Bug #8125

Self-host the Tor Browser tarballs we need

Added by anonym 2014-10-15 06:51:23 . Updated 2015-02-24 22:48:20 .

Status:
Resolved
Priority:
Normal
Assignee:
Category:
Infrastructure
Target version:
Start date:
2014-10-15
Due date:
% Done:

100%

Feature Branch:
feature/8125-self-hosted-tor-browser-tarballs
Type of work:
Sysadmin
Blueprint:

Starter:
Affected tool:
Browser
Deliverable for:

Description

When upgrading to new a TBB for an imminent Tails release, we often have to fetch the TBB tarballs from e.g. http://people.torproject.org/~mikeperry/builds or some other temporary location. Hence, our release tags will only be buildable for as long the tarballs stay in that temporary place, which at best is a few months. If we fetch them from http://archive.torproject.org/tor-package-archive/torbrowser/ we do not have this issue, but TBB releases are only put there when publicly released, which generally is a day or three after we want to build our release image.
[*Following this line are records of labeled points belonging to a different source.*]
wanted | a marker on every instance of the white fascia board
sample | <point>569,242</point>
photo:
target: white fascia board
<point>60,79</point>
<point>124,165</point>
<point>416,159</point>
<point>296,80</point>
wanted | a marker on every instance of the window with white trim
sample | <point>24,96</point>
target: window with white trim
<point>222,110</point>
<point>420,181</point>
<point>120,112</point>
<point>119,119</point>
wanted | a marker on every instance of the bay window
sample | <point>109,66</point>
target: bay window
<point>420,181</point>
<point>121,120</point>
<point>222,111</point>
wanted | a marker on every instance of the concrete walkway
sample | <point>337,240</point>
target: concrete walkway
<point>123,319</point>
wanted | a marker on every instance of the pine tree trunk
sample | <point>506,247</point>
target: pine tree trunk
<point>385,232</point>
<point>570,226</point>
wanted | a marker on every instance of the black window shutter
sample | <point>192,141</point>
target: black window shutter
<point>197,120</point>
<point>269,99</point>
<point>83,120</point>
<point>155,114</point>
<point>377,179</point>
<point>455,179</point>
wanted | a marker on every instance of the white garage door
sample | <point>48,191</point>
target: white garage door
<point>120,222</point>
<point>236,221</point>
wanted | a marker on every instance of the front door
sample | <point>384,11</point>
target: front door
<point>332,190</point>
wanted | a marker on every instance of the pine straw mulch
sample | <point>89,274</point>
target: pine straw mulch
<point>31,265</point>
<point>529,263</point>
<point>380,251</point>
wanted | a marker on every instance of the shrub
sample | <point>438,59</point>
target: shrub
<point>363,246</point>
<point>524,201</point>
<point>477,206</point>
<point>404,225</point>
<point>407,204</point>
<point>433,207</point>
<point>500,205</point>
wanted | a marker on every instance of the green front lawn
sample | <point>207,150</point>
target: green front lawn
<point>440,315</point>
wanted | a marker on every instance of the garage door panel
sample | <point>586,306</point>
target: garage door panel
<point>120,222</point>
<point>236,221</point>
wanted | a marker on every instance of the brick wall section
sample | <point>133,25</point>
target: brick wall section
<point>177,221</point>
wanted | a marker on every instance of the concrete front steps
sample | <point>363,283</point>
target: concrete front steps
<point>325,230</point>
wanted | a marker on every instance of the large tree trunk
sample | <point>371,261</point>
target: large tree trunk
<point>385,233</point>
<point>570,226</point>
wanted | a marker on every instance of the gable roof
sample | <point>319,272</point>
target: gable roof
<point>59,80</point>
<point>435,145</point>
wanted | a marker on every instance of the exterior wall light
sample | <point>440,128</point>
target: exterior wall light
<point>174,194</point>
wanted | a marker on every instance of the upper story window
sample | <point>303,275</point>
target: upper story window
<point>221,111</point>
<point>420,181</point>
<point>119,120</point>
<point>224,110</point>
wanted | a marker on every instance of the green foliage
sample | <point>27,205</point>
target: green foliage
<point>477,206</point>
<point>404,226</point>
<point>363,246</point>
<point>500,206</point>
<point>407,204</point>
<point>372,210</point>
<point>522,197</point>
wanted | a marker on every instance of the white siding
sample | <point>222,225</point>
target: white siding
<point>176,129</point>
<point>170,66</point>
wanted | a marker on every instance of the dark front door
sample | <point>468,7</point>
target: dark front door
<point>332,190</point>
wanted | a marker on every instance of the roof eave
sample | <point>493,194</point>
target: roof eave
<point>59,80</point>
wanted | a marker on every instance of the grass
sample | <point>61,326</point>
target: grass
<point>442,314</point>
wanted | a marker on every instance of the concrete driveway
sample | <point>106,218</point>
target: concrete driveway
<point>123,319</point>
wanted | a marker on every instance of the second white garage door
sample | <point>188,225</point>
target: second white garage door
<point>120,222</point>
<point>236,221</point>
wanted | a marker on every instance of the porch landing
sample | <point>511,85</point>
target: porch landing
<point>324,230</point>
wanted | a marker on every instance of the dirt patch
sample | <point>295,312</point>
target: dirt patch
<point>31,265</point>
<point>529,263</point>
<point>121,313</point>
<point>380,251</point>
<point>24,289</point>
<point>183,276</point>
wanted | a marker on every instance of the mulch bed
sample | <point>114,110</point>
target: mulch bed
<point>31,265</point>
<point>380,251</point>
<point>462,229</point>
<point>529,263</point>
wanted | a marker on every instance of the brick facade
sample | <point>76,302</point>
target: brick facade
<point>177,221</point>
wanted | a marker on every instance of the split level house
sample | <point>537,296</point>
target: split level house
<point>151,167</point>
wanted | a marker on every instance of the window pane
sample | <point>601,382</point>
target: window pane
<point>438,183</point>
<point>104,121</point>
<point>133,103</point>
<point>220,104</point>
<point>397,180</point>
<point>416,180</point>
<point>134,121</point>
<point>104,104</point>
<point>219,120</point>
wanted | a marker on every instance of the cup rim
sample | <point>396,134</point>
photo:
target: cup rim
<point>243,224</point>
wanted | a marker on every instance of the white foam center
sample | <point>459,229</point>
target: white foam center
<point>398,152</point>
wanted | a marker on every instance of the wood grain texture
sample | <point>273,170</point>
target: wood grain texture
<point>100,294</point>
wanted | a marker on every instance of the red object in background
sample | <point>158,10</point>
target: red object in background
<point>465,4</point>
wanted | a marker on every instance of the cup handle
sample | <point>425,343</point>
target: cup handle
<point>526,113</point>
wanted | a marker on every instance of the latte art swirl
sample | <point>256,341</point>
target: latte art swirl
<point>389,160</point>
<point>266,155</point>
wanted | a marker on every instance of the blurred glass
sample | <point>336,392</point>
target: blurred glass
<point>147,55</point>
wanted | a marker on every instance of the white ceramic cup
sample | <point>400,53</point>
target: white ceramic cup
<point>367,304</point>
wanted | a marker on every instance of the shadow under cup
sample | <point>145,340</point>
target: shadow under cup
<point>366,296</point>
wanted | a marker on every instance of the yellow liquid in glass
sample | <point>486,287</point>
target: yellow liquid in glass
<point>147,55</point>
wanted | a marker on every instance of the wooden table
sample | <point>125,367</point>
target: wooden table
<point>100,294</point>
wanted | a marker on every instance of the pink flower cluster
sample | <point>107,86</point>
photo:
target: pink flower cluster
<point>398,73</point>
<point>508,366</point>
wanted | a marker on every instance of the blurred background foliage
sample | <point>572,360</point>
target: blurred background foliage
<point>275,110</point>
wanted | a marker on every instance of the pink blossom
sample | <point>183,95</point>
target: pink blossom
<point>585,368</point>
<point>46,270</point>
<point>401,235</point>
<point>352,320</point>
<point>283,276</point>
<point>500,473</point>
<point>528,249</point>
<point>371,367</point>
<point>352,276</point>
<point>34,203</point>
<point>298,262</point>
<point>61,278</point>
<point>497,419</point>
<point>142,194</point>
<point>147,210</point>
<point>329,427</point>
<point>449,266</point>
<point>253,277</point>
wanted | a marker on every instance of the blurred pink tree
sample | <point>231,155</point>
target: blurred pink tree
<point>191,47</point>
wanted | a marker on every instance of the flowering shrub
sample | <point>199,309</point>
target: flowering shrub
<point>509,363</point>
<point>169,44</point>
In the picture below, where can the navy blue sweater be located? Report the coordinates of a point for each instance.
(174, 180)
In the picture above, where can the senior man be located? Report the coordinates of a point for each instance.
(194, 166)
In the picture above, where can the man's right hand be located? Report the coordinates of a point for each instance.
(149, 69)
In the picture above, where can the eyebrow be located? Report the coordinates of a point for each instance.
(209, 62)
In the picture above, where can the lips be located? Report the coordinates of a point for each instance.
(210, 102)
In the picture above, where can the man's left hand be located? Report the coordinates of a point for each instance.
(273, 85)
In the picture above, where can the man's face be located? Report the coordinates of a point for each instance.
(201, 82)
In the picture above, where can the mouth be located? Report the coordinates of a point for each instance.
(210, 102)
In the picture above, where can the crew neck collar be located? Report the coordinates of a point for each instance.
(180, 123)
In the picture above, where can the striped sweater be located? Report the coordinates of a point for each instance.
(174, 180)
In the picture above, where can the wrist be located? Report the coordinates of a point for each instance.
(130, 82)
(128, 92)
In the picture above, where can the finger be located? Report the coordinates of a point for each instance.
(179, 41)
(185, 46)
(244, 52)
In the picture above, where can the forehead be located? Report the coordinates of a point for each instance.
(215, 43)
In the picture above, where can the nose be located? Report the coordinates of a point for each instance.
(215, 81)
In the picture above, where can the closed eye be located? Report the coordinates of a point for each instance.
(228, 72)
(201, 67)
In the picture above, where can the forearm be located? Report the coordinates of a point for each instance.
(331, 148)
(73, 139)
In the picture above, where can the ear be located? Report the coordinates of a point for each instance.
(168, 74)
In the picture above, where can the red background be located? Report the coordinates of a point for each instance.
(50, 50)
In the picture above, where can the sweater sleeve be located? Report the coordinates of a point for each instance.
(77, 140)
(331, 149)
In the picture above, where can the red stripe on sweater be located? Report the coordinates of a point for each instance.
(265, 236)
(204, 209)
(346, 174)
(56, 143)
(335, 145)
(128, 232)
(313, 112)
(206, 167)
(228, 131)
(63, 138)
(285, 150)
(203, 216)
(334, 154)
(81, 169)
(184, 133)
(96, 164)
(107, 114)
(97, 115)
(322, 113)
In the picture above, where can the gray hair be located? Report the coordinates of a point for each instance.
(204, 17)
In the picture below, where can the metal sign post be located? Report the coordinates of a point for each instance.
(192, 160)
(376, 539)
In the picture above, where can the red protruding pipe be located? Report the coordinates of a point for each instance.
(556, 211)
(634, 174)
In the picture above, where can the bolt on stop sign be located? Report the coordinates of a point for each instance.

To solve this, we probably will have to host the Tor Browser tarballs ourselves, and point to this permanent location for anything that should be tagged.

Alternatively, if we want to piggy-back on all the good stuff from our freezable APT repo (Feature #5926), we can adapt 10-tbb into a standalone script (and remove it from within Tails) that prepares a Tor Browser .deb:s. We then use it to package Tor Browser and upload it to our APT repo like we do for other packages. Another benefit from this is that we don’t have to host all TBB tarballs, which will occupy much more space.


Subtasks


Related issues

Related to Tails - Bug #9020: Self-hosted setup for Tor Browser tarballs is fragile when upstream tarballs change Resolved 2015-03-06
Blocks Tails - Feature #5630: Reproducible builds Resolved 2015-09-23

History

#1 Updated by anonym 2014-10-15 06:52:31

#2 Updated by intrigeri 2014-11-01 20:34:43

#3 Updated by intrigeri 2014-11-01 20:34:56

#4 Updated by intrigeri 2014-11-01 21:03:02

  • Assignee set to anonym
  • QA Check set to Info Needed

This has actually little to do with Feature #5926, as the custom part of our APT repository is already freezable (see e.g. the “1.2” APT suite in there) — Feature #5926 is about allowing us to freeze the set of packages we fetch from other sources, and I don’t think we would upload the .deb’s you’re suggesting we build to Debian :)

Still, indeed this does block Feature #5630.

Anyway. Given we already have the infrastructure in place to host .deb’s linked to a given branch or version of Tails, indeed the suggested approach would work. I like the fact that it piggybacks on infrastructure, tools and processes (e.g. branch merging) we already have. However, I’m not sure if this existing infrastructure is really appropriate for this need. It might be that we would actually be adding quite some complexity, with little benefits. It’s not clear to me what this .deb would look like, how we would build and maintain it. Another problem is that it introduces yet another binary blob that’s hard to reproduce from source (if we don’t keep the sources around forever ourselves), which partly defeats the purpose of having deterministic builds.

So, I think I’d anyway would like to see us store the pristine TB tarballs we need in some place we manage. At least these ones can be reproduced from their Git tag. And then, once we store these tarballs, why not use them at ISO build time?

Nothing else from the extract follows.